BERTHELOT, MARCELLIN. - FOUNDING THERMOCHEMISTRY.

Recherches de Thermochemie. Premiere-Troisieme Mémoire. (Sur la Chaleur dégagée dans les Réactions chimiques. - Sur les quantités de Chaleur dégagées dans la Formation des Composés organiques. - Sur la Chaleue animale). (3 papers).

Paris, Victor Masson et Fils, Imprimerie Gauthier-Villars, 1865. 8vo. Contemp. hcalf, raised bands, gilt spine. Light wear along edges. Small stamps on verso of titlepage. In "Annales de Chimie et de Physique", 4e Series - Tome VI. 512 pp. and 2 folded engraved plates. (The entire volume offered).
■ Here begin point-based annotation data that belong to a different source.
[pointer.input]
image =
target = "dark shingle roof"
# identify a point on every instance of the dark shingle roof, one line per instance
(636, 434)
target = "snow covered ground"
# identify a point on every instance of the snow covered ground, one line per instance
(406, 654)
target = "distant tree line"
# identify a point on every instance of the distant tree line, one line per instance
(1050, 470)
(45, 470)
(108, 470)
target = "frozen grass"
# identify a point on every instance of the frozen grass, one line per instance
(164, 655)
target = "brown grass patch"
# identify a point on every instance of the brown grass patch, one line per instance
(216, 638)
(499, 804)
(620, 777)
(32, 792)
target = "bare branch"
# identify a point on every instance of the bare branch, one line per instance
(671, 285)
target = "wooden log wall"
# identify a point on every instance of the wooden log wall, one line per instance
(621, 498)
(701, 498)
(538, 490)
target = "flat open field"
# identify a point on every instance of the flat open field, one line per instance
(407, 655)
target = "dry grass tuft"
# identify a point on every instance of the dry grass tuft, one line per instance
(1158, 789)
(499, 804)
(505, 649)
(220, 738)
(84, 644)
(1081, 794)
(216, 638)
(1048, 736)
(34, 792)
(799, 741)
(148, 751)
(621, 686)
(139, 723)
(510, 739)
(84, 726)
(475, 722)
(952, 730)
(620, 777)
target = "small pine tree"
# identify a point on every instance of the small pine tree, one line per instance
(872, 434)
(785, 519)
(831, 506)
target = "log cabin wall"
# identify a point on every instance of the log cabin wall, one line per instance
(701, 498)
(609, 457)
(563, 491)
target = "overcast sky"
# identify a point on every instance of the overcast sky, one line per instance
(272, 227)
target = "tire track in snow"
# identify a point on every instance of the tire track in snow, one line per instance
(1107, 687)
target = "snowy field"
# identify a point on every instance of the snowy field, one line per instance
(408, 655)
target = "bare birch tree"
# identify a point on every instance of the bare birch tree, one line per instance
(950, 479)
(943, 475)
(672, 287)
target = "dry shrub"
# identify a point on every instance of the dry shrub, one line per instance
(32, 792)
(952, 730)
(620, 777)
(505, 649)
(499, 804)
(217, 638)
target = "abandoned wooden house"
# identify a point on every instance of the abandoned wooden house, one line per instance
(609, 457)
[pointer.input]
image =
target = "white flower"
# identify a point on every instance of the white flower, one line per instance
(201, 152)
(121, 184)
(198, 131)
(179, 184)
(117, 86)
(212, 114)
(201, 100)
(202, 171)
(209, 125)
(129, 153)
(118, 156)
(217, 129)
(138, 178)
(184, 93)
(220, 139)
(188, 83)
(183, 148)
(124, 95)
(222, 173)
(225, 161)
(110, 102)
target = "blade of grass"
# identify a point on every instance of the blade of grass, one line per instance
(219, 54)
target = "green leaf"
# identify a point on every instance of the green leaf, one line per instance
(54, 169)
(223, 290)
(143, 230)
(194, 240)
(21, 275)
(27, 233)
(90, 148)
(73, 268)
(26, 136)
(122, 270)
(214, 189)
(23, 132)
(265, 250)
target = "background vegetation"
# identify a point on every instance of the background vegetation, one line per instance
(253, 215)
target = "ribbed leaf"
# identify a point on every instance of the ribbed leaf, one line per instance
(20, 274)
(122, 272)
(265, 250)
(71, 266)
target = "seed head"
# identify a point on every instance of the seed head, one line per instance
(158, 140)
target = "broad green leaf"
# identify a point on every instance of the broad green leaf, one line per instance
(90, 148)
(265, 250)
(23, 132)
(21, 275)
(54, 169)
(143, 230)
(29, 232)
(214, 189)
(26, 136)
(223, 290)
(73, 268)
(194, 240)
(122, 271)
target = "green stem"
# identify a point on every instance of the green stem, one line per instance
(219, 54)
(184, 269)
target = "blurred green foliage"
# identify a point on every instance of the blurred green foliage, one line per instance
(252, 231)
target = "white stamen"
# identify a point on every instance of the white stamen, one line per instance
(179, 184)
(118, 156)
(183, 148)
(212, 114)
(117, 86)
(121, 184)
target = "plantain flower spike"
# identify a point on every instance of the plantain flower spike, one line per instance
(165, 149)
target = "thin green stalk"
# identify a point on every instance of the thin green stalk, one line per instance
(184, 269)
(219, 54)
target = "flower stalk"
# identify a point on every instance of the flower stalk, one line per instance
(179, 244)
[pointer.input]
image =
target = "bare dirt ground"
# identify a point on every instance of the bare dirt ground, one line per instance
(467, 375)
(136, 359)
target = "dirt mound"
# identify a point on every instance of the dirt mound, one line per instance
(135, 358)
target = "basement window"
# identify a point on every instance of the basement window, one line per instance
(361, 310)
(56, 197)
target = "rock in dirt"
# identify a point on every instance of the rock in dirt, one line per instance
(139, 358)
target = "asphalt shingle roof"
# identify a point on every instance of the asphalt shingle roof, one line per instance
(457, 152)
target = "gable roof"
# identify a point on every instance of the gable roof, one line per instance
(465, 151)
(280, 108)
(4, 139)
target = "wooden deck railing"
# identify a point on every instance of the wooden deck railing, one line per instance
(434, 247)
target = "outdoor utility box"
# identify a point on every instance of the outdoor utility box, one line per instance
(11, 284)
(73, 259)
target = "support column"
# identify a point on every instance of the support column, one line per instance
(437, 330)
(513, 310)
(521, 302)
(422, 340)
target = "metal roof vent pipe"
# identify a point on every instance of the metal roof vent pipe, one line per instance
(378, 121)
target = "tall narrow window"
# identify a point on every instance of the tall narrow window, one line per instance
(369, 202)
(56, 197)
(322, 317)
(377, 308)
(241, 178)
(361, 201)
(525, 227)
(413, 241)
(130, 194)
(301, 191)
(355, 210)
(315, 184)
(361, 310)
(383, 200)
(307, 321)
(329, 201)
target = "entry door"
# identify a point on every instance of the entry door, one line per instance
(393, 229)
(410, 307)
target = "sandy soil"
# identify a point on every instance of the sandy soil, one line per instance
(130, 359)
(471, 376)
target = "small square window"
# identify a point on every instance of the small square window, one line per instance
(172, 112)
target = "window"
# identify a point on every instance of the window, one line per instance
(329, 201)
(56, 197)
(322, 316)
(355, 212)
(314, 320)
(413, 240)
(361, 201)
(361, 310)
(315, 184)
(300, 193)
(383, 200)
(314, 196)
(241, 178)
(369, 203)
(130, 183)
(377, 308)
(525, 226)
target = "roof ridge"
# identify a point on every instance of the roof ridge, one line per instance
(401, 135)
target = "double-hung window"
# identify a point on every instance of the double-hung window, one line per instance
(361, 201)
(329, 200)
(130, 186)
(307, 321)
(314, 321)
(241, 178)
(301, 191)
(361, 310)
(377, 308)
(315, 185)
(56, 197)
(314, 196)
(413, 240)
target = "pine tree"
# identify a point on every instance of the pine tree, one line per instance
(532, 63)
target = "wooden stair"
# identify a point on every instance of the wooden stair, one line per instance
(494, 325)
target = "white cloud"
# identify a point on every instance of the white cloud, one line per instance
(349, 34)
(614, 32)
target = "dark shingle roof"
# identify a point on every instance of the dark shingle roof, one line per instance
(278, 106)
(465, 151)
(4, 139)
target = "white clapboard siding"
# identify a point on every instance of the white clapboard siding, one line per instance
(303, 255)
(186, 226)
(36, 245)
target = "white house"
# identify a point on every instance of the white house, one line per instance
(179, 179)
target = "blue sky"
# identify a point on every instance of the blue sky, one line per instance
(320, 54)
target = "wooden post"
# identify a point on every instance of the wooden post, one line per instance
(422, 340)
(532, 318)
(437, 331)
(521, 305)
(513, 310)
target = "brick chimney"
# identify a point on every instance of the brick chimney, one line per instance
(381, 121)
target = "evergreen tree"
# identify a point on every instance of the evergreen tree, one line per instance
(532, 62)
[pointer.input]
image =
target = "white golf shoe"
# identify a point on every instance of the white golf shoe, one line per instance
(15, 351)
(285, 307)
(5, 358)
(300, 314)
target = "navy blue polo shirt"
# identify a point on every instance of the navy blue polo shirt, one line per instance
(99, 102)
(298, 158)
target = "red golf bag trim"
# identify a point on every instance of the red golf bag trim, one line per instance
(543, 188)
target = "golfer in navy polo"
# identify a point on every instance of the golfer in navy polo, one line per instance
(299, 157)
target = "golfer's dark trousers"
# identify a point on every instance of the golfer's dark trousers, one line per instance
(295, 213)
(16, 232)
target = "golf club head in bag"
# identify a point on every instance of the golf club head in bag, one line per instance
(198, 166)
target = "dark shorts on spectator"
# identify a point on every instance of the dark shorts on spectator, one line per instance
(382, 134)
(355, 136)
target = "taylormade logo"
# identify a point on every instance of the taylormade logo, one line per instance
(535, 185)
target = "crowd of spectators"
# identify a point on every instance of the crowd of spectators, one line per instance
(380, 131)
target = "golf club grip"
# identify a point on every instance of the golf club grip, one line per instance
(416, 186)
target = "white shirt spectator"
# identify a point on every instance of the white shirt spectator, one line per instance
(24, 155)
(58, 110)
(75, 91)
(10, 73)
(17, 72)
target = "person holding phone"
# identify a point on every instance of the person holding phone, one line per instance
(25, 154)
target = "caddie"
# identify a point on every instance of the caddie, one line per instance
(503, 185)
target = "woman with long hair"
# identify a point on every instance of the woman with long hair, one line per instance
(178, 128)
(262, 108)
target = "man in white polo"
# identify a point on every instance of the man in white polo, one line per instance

Berthelot's papers: pp. 292-328, 329-441 a. pp. 442-464. Clean and fine.


First appearance of the three importent papers in which Berthelot founded the science of thermochemistry.

"Bertholet enunciated the principle that the heat evolved or absorbed in a chemical change depends only on the initial and final states of the reactants and products, provided no external work is done. This is Bertholet's second principle analogous to Hess's law of constant heat summation. He based this principle on the assumption of an equivalence between internal work (le travail moleculaire) and heat changes in a chemical reaction (Bertholet's first principle)."(DSB II, p.69.).


"In the 1860s Berthelot was done with synthesis and turned to thermochemistry, the study of the heat of chemical reactions. In some of his work he had unknowingly been anticipated by Hess, but he went much further. He devised a calorimeter within which he could measure the heat of chemical reactions and ran hundreds of determinations. This work along with that being conducted by Thomson threw the science of thermochemistry into high gear."(Asimov).